General manager Jerry Dipoto confirmed the trade on his weekly radio show on ESPN 710, and shortly after that the team confirmed it in a news release.
“You talk about maturing as a pitcher and a person, what he was able to do in our clubhouse, let alone what he was able to do on the field and how he’s grown there,” manager Scott Servais said in pregame video call from San Diego. “I’m happy for Taijuan to get this opportunity to continue a really good season. This is his free-agent year. I’d love to see him go out and dominate the rest of this season and come back and sign with us going forward. I think it’s a very good environment for him to continue to grow and produce. Very selfishly, I just love having him in the clubhouse and what he was able to bring there from a leadership standpoint.”
Walker was always the leading candidate to be moved at the upcoming Aug. 31 trade deadline. Given his contract situation, the need for starting pitching and the Mariners’ rebuilding plan, all he needed to do was show teams he was healthy and pitching well and there would be a market to move him.

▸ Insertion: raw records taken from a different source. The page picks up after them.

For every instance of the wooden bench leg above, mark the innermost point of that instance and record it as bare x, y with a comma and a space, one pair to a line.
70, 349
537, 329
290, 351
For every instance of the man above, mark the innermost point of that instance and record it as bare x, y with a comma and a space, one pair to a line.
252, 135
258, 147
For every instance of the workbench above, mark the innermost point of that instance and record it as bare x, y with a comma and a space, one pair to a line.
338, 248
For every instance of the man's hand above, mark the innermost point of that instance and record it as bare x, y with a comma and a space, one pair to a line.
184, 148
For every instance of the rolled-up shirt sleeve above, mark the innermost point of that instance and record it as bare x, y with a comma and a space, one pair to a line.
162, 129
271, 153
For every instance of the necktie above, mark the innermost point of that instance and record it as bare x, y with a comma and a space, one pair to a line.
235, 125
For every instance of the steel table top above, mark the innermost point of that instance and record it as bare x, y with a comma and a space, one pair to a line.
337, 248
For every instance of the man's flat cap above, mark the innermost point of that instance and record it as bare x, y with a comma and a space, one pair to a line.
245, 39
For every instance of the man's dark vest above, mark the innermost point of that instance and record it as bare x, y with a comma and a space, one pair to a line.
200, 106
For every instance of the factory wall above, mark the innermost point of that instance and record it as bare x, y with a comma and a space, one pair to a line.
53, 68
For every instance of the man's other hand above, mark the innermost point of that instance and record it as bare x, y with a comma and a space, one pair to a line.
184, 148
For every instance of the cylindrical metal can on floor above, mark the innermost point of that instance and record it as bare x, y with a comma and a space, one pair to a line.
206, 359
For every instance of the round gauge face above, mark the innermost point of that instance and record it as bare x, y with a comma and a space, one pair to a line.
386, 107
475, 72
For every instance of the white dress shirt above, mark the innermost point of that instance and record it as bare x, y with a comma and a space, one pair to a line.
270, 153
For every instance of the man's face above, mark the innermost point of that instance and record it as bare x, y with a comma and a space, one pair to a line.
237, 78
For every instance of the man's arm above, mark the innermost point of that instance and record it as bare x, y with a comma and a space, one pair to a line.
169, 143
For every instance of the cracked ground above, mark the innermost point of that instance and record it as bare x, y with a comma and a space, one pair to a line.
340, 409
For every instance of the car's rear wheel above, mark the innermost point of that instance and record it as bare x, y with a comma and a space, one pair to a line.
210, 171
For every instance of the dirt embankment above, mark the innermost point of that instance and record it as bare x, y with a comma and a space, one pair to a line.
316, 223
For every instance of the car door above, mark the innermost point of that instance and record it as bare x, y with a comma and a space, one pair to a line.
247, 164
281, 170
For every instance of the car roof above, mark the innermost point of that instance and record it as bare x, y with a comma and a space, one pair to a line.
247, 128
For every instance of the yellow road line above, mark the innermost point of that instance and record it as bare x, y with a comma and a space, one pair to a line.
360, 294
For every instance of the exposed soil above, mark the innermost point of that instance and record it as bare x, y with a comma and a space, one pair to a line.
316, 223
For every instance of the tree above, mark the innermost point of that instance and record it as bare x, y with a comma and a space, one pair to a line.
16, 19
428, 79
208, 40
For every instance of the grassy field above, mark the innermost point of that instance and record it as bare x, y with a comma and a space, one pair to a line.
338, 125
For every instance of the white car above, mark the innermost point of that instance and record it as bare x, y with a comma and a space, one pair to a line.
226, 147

Walker will be a free agent after the season and isn’t making much in salary in 2020 after signing a one-year, $2 million contract in the offseason. The prorated salary dropped to $740,000 for the 60-game season, so a team acquiring Walker would only have to pay him just over $350,000 for that final month of his season, which would be a steal if he continues to pitch well.
After missing most of the past two seasons due to Tommy John surgery, he has shown that he’s healthy in his five starts in 2020. His fastball velocity is right around 93 to 95 mph and his pitch count has been pushed up to normal territory with no residual effect in terms of soreness or fatigue.
He has also been effective in three of those five outings. The increased confidence, effectiveness and usage of his secondary pitches have been a plus. The maturity level and understanding of how to pitch is something Mariners fans didn’t see — and Walker admittedly didn’t possess — in his first stint in Seattle. The Mariners are so impressed with him that they’ll definitely consider bringing him back next year as a free agent and be part of a six-man rotation.
The reason for the “player to be named later” in the trade is that the prospect the Mariners are acquiring isn’t part of Toronto’s current 60-man player pool participating in workouts this season. It’s likely a lower-level minor leaguer with high upside who was not invited to the player pool.
Given the guidelines set in place for the unique 2020 season, any trade for named players must be players within a team’s player pool. Teams can circumvent that stipulation by trading for a player to be named later and finalizing it after the season. That player to be named later must be announced within six months of the trade.